What steps will you take, if elected, to increase visibility and representation of disabled students (both with apparent and invisible disabilities) in leadership roles on campus, whether in GUSA or elsewhere?
We would recruit disabled students (both with apparent and invisible disabilities) to the executive board, including in a continuation of the GUSA undersecretary for disability affairs, and with their help choose the appropriate people to serve on the “What’s a Hoya” Board to make sure that the conversation about disability is one that is never left out and never misrepresented.
We have in our budget a $1500 allocation for co-sponsorships and programs related to disability in addition to the larger What’s a Hoya Fund. This is money that could be used to sponsor an initiative to get more students with disabilities to run for leadership positions in different student groups, or to support events that raise the profile of extant student leaders with disabilities.
What steps will you take if elected to investigate the full range of accessibility barriers at Georgetown and advocate for meaningful progress from the administration in addressing them?
That $1500 allocation can again be used to help conduct this survey of barriers to access at Georgetown, we would hand off any and all lists to those in facilities, planning, and residential education, to ensure that no future building has the same barriers to access that we have already identified, and that we can begin o phase out the barriers that already exist. Even without that allocation, we would work to make sure that all new plans for buildings, and any long term planning involves investment in accessible spaces.

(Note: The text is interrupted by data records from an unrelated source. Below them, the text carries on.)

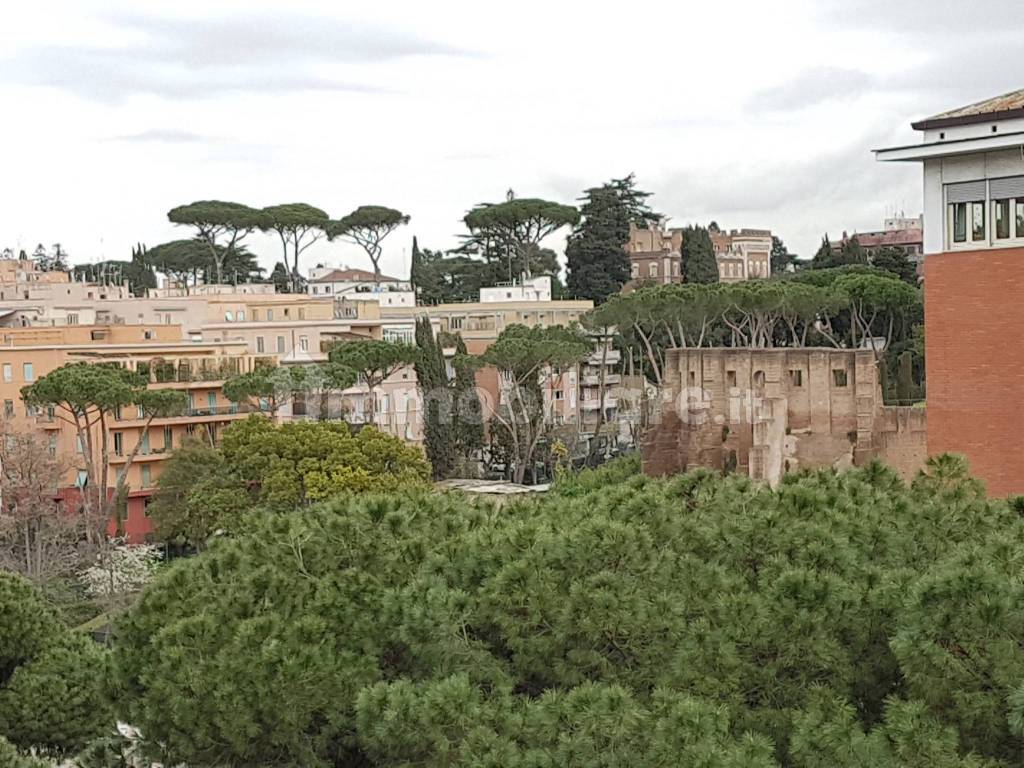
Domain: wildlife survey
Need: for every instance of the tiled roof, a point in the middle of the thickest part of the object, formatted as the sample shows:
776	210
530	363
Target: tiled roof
1009	104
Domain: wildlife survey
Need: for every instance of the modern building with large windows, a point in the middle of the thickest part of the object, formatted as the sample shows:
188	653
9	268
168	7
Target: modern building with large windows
973	160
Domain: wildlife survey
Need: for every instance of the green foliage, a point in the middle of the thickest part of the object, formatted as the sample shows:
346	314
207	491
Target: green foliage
439	279
298	225
137	273
841	620
270	387
179	259
515	227
699	264
213	219
57	699
205	489
10	758
52	694
373	360
197	495
367	226
431	378
598	264
302	462
896	261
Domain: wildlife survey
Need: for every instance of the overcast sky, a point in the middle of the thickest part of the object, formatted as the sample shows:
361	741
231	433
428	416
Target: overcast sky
749	113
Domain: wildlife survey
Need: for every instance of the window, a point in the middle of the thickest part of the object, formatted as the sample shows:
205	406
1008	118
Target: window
1000	212
977	221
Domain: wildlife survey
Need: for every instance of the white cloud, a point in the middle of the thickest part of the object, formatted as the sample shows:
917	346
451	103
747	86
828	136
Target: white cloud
760	117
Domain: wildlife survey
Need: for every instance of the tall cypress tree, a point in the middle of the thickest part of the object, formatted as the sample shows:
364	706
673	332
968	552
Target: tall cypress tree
699	264
431	377
598	264
468	413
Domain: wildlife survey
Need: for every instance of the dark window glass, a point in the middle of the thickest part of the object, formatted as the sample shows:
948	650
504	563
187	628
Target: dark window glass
977	221
960	221
1001	218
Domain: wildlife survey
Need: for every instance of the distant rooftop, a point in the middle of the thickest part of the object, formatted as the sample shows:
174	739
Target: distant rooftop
352	275
1008	105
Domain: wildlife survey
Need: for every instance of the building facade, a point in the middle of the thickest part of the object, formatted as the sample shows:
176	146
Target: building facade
164	358
974	284
742	254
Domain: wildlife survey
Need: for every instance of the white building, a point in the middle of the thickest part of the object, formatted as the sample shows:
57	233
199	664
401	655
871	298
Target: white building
360	285
974	169
536	289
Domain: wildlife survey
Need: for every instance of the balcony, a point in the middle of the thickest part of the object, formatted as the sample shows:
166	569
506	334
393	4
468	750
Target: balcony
594	380
196	370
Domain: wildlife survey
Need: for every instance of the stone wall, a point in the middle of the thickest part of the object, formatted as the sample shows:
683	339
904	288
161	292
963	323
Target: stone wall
767	412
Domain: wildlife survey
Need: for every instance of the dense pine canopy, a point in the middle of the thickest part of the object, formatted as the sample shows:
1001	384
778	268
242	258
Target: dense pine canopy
843	620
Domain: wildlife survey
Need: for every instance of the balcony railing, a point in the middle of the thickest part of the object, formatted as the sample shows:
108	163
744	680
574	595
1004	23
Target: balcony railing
199	370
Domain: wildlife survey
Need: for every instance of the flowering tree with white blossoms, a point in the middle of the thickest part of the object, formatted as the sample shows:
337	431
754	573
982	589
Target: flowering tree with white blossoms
121	571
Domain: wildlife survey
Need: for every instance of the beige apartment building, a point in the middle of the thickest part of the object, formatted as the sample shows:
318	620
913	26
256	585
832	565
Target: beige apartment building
159	352
655	255
742	254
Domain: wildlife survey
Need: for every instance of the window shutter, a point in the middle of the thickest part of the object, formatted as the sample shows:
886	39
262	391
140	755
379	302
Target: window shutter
967	192
1012	186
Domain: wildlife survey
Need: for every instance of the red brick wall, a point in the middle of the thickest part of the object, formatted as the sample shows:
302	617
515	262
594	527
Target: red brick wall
974	320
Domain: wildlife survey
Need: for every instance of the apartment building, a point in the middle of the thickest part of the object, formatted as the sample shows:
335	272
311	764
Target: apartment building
655	255
26	271
741	254
361	284
160	353
974	285
898	231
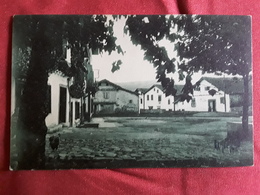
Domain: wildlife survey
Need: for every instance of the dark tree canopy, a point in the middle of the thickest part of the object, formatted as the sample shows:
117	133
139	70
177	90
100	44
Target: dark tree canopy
203	43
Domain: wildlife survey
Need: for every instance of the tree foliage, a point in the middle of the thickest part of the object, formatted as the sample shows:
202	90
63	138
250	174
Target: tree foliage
203	43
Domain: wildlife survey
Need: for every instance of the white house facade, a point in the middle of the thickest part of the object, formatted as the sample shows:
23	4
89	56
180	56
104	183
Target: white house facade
154	98
111	98
203	101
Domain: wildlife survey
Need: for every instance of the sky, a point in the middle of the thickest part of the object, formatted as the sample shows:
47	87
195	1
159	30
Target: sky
134	67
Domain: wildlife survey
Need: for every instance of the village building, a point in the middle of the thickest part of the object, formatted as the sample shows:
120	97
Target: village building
206	98
214	94
111	98
154	99
63	109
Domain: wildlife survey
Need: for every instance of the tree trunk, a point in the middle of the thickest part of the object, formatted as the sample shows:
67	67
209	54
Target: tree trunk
245	129
31	128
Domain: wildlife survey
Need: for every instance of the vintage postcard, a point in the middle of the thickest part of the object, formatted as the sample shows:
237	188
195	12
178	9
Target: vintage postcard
123	91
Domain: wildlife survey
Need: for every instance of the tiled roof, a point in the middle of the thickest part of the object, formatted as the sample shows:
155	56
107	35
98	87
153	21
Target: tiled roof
116	86
230	85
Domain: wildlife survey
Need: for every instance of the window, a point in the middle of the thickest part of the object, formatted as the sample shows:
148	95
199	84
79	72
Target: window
207	88
222	100
159	98
197	89
76	110
193	102
49	99
106	95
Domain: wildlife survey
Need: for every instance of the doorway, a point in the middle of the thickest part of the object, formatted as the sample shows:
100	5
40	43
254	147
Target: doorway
212	106
63	105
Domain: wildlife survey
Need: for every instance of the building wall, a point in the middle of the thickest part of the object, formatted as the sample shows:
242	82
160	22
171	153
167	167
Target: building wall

When planning Mia Mingus, I learned about the difficulty (and price) of securing an ASL interpreter. It should be a priority of the University and of all funding boards to have money set aside for making events open to everyone. I would advocate at the budget summit, or at least in future budget summits, for the establishment of a separate fund be set aside for events to be made more accessible to all students, and reduce the barriers to providing any form of interpretation for any student group.
Conversations about disability that occur in classes, student organization sponsored events, departmental sponsored events, and administration sponsored programming frequently omit the perspectives of disabled people both during the planning process and during the actual event. What would you do if elected to advocate for meaningful inclusion of disabled people in conversations about us on campus?